O que Passos Coelho anunciou ontem NÃO é um aumento de impostos.

A picada extraordinária equivalente a uma fatia do subsídio de Natal NÃO é um aumento de impostos.

A promessa eleitoral de não aumentar os impostos NÃO foi quebrada.

A prioridade à punção do lado do consumo, em vez do lado do rendimento, NÃO foi esquecida.

Dizer que "isto" é por culpa da "herança" NÃO é justificar-se com o passado, logo, por aí não se quebra uma promessa eleitoral: até porque essa promessa foi feita já depois das eleições.

Dar a ideia que as contas entretanto conhecidas eram esqueletos no armário NÃO é pretender que o FMI, o BCE e a Comissão Europeia não sabem analisar as contas de um país, nem é pretender ignorar que eles estiveram cá há meia dúzia de semanas a vasculhar tudo.
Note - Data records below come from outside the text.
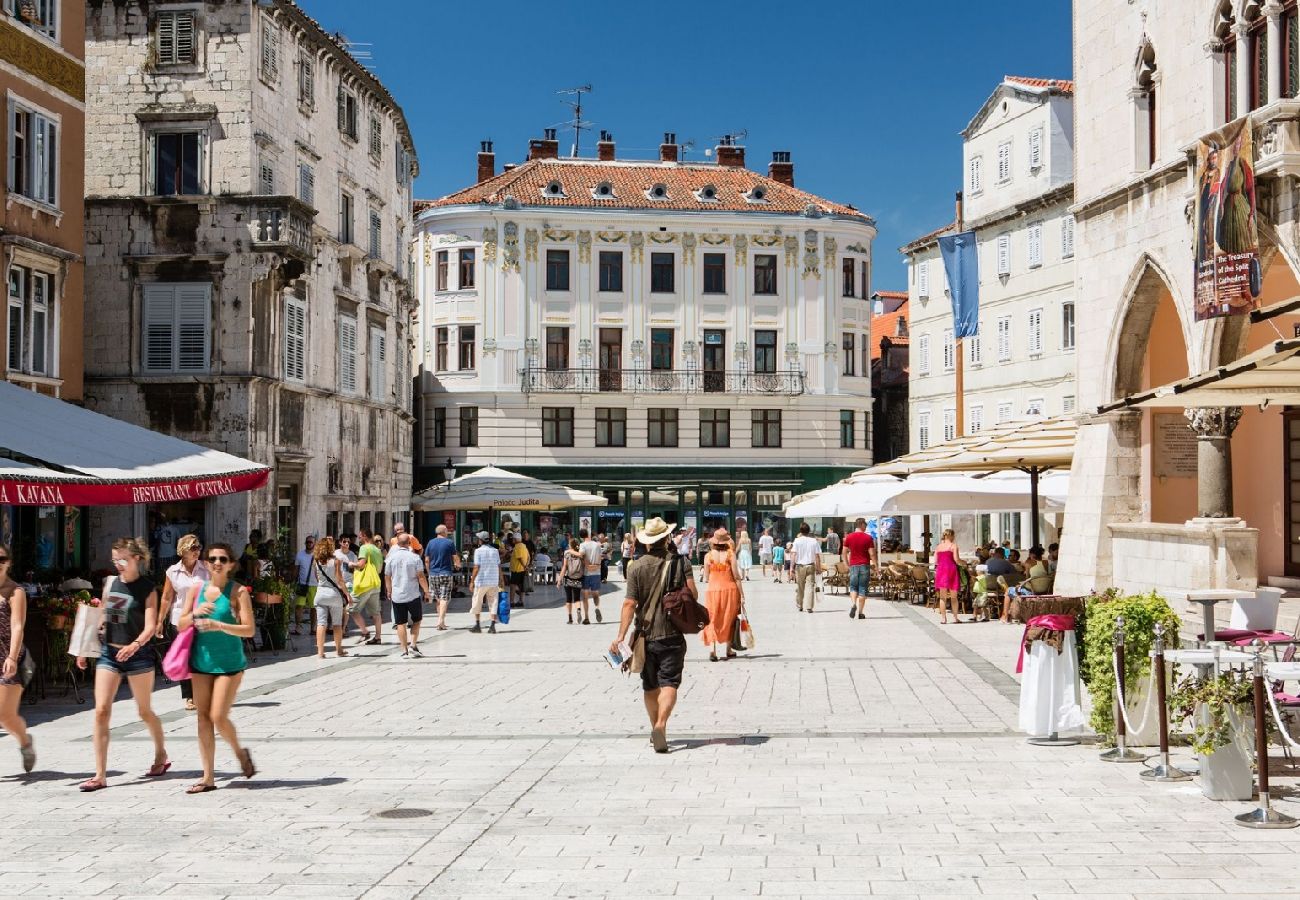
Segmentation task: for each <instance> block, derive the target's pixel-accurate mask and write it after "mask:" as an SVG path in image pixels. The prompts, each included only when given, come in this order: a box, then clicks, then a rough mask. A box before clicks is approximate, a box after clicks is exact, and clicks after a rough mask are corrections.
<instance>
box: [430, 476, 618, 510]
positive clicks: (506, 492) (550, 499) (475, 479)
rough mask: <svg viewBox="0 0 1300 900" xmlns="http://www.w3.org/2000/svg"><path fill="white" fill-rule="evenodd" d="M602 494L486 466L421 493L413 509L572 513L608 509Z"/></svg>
mask: <svg viewBox="0 0 1300 900" xmlns="http://www.w3.org/2000/svg"><path fill="white" fill-rule="evenodd" d="M607 505H608V501H607V499H604V497H601V496H598V494H589V493H586V492H585V490H575V489H573V488H565V486H564V485H562V484H555V483H552V481H542V480H541V479H533V477H529V476H526V475H519V473H517V472H507V471H506V470H503V468H497V467H495V466H485V467H484V468H481V470H478V471H477V472H471V473H469V475H461V476H460V477H458V479H452V480H451V481H447V483H445V484H438V485H434V486H432V488H426V489H425V490H421V492H420V493H419V494H416V496H415V497H412V498H411V507H412V509H415V510H420V511H425V512H426V511H430V510H493V509H500V510H538V511H542V512H549V511H551V510H568V509H573V507H578V506H581V507H588V506H607Z"/></svg>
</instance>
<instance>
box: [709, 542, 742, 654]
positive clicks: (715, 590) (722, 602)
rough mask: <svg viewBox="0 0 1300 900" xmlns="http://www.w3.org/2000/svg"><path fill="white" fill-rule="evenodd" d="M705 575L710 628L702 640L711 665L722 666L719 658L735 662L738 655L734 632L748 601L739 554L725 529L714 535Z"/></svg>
mask: <svg viewBox="0 0 1300 900" xmlns="http://www.w3.org/2000/svg"><path fill="white" fill-rule="evenodd" d="M705 572H706V574H707V575H708V589H707V590H705V606H706V607H707V609H708V624H707V626H705V629H703V631H702V632H699V637H701V639H702V640H703V641H705V646H707V648H708V661H710V662H718V661H719V658H722V659H731V658H732V657H735V655H736V654H735V653H733V652H732V650H731V629H732V626H735V624H736V616H737V615H740V610H741V606H742V605H744V602H745V597H744V594H742V593H741V588H740V568H738V567H737V564H736V550H735V548H733V546H732V540H731V535H728V533H727V529H725V528H719V529H718V531H716V532H714V537H712V542H711V546H710V549H708V553H707V554H706V555H705ZM719 654H723V655H722V657H719Z"/></svg>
Tudo isto, bem vistas as coisas, é uma engenharia de almas. A sociedade é uma grande máquina; as almas dos cidadãos são as suas peças; se as almas se enfurecerem, os corpos produzem baforadas de gás tintadas de raiva; se a máquina for a vapor, os sopros de raiva fazem andar a máquina. É uma cibernética um bocado básica, mas é o que temos.


1 comentário:

Micael Sousa disse...

Mesmo mentindo e falhando nas promessas, o senhor nosso chefe recentemente eleito é coerente por natureza, pelo menos assim será enquanto os utra-linerais/conservadores não o criticarem... Com mentiras ou faltas de palavra, todos os outros, que não se enquadram da substantivo carregado de adjectivações ideológicas que anteriormente utilizei, seguramente que esperavam exactamente isto se andassem minimamente atentos.